An alternative, suggested by a friend in my gaming group, is to simply roll 2d10 and add them instead of 1d20. Two 10-sided dice added together creates a normal distribution from 2-20. This means there’s a higher probability of rolling a number near the middle than at either extreme. This is because there are multiple combinations that add up to 10 (1 and 9, 2 and 8, 3 and 7, etc.) and only one that adds up to the extremes of 2 and 20 (1 and 1, 10 and 10). The probability of rolling either of these is only 1% (whereas 20 shows up 5% of the time on a d20). If we keep the target number at 10, will simply changing from 1d20 to 2d10 help reduce the chances of a string of swinginess? I ran a simulation using Excel and a few thousand RANDBETWEEN() functions:
This table shows the number of times each result was rolled over 10 rolls. The X axis is the die roll result and the Y axis is the number of times that result came up. You can see the uniform distribution for 1d20 and the normal distribution 2d10 (2d10 results are clustered around the middle). If we compare hits and misses vs. a target of 10, we get:
Half of the 1d20 rolls hit and 70% of the 2d10 rolls hit. Already things seem a little less swingy. But, I ran this simulation a dozen times and this pattern didn’t always hold. It was still easy to get strings of good and bad luck, but in general 2d10 yielded more consistent results than 1d20. Ultimately, we know that the probability of a 10 or higher roll on 2d10 is about 2.5% higher than on a 1d20 (and the longer simulations below bear this out). But, what we’re trying to determine isn’t the effect over the long term. We want to understand the impact on the play experience of a single session.

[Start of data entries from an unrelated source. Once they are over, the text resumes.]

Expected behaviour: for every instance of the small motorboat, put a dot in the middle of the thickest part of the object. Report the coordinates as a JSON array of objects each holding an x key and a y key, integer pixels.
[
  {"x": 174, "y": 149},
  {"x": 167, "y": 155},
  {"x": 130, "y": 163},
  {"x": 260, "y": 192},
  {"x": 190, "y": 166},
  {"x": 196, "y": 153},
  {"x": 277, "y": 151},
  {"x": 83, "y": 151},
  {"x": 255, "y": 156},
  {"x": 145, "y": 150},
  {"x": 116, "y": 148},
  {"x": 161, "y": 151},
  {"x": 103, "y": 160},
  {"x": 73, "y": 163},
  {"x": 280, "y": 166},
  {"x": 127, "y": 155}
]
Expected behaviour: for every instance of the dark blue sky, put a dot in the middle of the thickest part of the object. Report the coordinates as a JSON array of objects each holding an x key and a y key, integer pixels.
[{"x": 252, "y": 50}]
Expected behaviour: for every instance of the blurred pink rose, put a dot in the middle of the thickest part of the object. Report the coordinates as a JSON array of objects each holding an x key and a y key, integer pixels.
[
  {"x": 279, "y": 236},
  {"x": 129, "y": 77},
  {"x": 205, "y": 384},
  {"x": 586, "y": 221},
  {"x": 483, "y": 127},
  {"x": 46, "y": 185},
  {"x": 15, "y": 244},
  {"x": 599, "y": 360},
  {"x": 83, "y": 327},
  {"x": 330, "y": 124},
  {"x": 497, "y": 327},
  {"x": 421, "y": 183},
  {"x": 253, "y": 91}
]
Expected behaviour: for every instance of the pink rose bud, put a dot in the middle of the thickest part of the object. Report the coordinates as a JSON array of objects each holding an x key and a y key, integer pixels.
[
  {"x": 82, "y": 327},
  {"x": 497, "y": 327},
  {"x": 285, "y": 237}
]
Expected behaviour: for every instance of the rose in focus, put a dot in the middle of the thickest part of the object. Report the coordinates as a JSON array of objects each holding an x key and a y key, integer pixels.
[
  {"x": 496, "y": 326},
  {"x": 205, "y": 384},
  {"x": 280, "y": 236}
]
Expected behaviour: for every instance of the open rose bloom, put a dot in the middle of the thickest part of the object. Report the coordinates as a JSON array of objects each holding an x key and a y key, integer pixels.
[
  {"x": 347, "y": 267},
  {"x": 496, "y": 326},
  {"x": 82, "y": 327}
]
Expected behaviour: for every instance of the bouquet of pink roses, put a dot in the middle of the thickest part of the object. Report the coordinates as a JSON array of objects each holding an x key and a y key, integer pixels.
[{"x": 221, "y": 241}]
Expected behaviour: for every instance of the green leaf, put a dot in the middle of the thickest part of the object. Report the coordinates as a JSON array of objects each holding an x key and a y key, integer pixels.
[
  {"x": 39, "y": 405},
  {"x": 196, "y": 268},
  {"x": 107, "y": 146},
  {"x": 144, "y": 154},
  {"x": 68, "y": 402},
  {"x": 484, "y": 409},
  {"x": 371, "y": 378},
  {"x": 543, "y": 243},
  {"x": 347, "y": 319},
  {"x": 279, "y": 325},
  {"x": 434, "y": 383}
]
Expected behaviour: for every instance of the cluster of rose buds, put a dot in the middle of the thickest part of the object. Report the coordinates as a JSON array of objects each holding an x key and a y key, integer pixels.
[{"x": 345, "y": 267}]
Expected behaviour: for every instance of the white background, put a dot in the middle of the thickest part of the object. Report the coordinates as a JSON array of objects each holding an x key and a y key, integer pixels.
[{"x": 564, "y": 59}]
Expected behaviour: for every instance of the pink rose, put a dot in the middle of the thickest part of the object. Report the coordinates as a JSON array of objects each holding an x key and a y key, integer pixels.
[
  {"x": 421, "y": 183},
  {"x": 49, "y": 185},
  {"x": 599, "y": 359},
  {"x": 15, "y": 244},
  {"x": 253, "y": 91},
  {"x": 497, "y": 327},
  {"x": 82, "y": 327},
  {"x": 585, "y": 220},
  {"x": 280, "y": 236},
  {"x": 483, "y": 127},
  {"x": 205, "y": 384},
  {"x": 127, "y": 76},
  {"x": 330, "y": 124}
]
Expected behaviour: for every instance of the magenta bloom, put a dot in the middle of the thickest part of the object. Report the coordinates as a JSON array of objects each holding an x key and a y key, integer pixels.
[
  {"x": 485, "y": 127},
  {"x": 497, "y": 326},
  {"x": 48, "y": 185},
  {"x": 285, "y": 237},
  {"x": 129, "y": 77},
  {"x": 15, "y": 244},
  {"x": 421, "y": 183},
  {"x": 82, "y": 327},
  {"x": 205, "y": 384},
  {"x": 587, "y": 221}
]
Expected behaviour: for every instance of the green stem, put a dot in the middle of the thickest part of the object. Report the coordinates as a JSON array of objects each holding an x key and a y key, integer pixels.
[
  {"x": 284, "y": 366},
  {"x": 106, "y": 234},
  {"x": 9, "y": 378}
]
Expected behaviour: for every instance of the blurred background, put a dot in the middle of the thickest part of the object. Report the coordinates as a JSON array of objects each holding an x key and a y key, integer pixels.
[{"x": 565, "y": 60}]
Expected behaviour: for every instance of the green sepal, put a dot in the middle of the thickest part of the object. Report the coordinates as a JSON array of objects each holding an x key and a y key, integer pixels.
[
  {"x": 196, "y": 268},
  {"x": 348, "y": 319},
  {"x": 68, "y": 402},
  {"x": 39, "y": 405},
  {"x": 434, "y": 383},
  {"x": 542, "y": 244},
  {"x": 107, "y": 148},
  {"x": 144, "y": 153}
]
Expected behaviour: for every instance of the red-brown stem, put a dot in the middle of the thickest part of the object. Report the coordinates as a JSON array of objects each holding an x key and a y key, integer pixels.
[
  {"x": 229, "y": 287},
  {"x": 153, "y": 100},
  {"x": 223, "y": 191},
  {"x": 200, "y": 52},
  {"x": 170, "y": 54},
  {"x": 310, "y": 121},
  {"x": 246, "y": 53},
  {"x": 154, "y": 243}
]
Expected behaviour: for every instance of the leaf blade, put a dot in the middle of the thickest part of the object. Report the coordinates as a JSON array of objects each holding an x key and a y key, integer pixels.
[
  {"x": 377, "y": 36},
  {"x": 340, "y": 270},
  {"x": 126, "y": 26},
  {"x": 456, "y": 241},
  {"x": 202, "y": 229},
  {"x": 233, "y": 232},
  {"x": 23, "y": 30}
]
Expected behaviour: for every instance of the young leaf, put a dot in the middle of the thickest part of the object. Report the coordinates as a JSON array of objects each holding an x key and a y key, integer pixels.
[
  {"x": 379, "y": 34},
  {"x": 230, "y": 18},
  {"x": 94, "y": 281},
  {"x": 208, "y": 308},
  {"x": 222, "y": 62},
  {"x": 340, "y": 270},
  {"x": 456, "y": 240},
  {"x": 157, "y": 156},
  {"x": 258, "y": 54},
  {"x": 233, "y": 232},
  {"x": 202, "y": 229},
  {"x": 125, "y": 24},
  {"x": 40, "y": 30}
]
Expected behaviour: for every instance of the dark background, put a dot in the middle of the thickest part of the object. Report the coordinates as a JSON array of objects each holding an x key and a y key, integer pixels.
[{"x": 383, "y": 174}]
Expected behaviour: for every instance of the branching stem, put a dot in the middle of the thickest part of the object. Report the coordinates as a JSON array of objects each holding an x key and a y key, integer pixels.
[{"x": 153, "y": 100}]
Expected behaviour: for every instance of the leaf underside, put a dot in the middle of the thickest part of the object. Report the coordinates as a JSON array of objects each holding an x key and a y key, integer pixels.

Let’s look at the effect this will have on damage. Hitting more consistently will result in higher damage over time. For this simulation, I used a weapon that does 1-12 damage. I used an average damage of 6.5 instead of the RANDBETWEEN() function since damage rolls introduce another layer of swinginess. I created number series both without crits on a 20 (6.5 damage) and with crits on a 20 (18 damage to simulate max damage plus some amount of extra dice). This created the following trend:
Crits make a big difference in the damage output of 1d20. Without them, 1d20 can’t keep pace in a single combat with the reliability of 2d10. What’s also notable about this is that long, flat lines indicate a string of misses. In this example, the PC would miss consistently for three rounds in a row (rounds 4-6) on the d20. While the ending damage is relatively close, 2d10 would be less frustrating because the player got to contribute something every round (not to mention triggering on-hit effects). We’ll need more data points to see how this works out over time. Let’s run the same simulations over 25 rounds (3-5 battles).
Differences between the shapes of the distributions are becoming more obvious.
2d10 is hitting more consistently.
2d10 and 1d20 are neck and neck in damage. 1d20 tends toward chains of misses and jumping ahead due to a crit, whereas 2d10 provides more consistent damage. This cycle – lots of misses balanced by highly-effective hits – is the essence of swinginess. Finally, it gets more interesting when we look at results over the long haul. Here’s the simulation over 100 rounds, or about 10-15 battles:
Here the bell curve is obvious. But, look at all those crits with 1d20 (not to mention all the ones)!
As expected, the gap between 1d20 and 2d10 has narrowed over time – though 2d10 is still slightly ahead.
1d20 has pulled into the lead for damage with all those crits. In an earlier version of this post I set the crit value at 12 instead of 18. It turns out this is an important dial to turn in keeping damage balanced between the two methods.
As I mentioned earlier, these long-term results aren’t really what we’re curious about (though they help us understand the long-term effects of our short-term optimizations). We’re still not really “capturing the fun”. My intuition tells me that missing sucks and hitting rules. Every miss detracts a bit, and every hit adds something. Crits add a lot. So, what if we produce a “Cumulative Fun” model that subtracts one for each miss, adds one for each hit, and adds three for each crit (does a crit make up for three misses? Seems about right). Here’s how that cumulative fun comparison looks over progressively larger sets of rolls.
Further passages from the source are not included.